The Digital Investment market in Kuwait is experiencing significant growth and development. Customer preferences are shifting towards digital investment platforms, driven by convenience, accessibility, and the desire for higher returns. This trend is further supported by local special circumstances and underlying macroeconomic factors.

Customer preferences:
In Kuwait, customers are increasingly turning to digital investment platforms due to their convenience and accessibility. These platforms allow investors to manage their portfolios online, eliminating the need for physical visits to traditional investment firms. Additionally, digital investment platforms offer a wide range of investment options, allowing customers to diversify their portfolios and potentially achieve higher returns. The ease of use and user-friendly interfaces of these platforms are also attracting a younger generation of investors who are tech-savvy and prefer digital solutions.

Trends in the market:
One of the major trends in the digital investment market in Kuwait is the rise of robo-advisors. These automated investment platforms use algorithms to provide personalized investment advice and manage portfolios on behalf of customers. Robo-advisors offer lower fees compared to traditional investment advisors, making them an attractive option for cost-conscious investors. The increasing adoption of robo-advisors is driven by the desire for efficient and cost-effective investment solutions. Another trend in the market is the integration of artificial intelligence (AI) and machine learning technologies. These technologies enable digital investment platforms to analyze vast amounts of data and make data-driven investment decisions. AI-powered platforms can identify investment opportunities, monitor market trends, and adjust investment strategies in real-time. This trend is driven by the need for sophisticated investment tools that can provide accurate and timely investment advice.

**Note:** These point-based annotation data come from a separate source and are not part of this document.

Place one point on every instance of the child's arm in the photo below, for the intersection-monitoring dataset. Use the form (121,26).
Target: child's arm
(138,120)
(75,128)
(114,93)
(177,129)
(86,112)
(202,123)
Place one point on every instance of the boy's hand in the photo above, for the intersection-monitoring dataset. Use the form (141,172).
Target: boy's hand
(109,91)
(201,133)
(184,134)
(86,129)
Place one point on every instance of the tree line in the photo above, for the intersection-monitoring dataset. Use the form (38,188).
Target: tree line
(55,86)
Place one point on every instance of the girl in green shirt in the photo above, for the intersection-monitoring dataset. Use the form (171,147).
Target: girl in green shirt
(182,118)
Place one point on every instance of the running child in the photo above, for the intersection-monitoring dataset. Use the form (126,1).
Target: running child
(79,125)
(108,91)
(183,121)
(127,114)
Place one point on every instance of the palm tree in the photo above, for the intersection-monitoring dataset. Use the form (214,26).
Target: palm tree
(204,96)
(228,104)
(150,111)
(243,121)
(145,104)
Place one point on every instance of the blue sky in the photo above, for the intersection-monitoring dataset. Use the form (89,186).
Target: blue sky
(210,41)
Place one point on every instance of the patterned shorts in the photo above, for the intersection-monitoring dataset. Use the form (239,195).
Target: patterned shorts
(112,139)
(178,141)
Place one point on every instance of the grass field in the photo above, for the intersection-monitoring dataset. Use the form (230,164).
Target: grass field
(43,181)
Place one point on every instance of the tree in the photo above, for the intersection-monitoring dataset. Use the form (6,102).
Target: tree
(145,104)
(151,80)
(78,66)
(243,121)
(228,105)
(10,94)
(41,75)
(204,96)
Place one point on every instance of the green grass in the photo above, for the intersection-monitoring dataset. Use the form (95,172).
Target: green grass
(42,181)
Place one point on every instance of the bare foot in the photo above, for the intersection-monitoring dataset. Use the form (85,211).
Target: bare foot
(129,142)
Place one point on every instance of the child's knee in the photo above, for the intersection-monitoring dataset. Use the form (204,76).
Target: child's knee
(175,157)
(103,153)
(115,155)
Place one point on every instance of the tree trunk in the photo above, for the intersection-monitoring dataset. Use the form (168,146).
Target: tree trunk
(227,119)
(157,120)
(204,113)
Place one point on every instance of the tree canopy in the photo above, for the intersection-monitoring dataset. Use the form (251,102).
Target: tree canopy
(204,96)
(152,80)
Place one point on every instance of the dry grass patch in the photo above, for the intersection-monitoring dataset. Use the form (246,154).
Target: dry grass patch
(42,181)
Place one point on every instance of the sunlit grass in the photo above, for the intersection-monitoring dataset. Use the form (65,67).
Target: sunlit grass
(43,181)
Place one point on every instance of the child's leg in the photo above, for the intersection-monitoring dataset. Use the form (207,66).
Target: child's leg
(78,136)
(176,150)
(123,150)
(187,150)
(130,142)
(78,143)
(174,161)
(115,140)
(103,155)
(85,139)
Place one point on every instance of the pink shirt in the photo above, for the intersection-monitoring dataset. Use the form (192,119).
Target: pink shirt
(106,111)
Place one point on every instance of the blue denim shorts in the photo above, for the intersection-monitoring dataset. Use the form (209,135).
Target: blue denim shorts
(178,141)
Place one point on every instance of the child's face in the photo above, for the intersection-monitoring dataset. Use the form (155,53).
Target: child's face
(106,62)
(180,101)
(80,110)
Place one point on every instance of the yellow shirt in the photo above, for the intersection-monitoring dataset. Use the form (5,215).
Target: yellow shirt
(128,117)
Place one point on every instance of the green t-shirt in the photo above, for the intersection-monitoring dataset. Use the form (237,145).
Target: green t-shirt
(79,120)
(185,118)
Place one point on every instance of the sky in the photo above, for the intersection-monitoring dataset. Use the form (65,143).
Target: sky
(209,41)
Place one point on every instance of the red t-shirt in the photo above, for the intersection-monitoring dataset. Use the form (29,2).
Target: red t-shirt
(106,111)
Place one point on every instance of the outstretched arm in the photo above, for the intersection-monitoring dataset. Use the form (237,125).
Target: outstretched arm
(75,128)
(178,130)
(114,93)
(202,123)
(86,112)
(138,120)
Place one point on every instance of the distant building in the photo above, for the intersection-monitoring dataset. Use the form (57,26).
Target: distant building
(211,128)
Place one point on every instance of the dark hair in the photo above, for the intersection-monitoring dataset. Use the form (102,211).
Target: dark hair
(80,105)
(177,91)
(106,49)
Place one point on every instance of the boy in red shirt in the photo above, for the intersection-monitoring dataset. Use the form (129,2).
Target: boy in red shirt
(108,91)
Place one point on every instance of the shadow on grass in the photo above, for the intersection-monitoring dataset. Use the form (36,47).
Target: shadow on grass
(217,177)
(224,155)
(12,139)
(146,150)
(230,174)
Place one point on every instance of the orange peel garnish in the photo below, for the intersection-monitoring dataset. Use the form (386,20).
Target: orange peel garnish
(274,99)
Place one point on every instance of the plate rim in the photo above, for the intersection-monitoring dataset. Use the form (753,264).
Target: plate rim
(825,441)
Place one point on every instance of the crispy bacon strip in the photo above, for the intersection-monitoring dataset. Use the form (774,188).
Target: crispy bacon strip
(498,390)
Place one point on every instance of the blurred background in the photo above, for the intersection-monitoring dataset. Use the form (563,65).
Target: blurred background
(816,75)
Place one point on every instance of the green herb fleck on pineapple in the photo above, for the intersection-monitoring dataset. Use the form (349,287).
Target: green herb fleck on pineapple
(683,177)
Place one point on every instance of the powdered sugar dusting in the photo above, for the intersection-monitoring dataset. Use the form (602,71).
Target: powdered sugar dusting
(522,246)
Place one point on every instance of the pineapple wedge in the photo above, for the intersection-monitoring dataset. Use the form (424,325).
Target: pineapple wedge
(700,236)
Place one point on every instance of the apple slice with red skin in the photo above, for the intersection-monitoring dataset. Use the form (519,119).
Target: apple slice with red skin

Local special circumstances:
Kuwait has a high smartphone penetration rate, with a large portion of the population having access to mobile devices. This widespread access to technology has created a favorable environment for the growth of digital investment platforms. Additionally, Kuwait has a young population that is increasingly interested in investing and looking for digital solutions. The combination of high smartphone penetration and a young population creates a conducive environment for the development of the digital investment market.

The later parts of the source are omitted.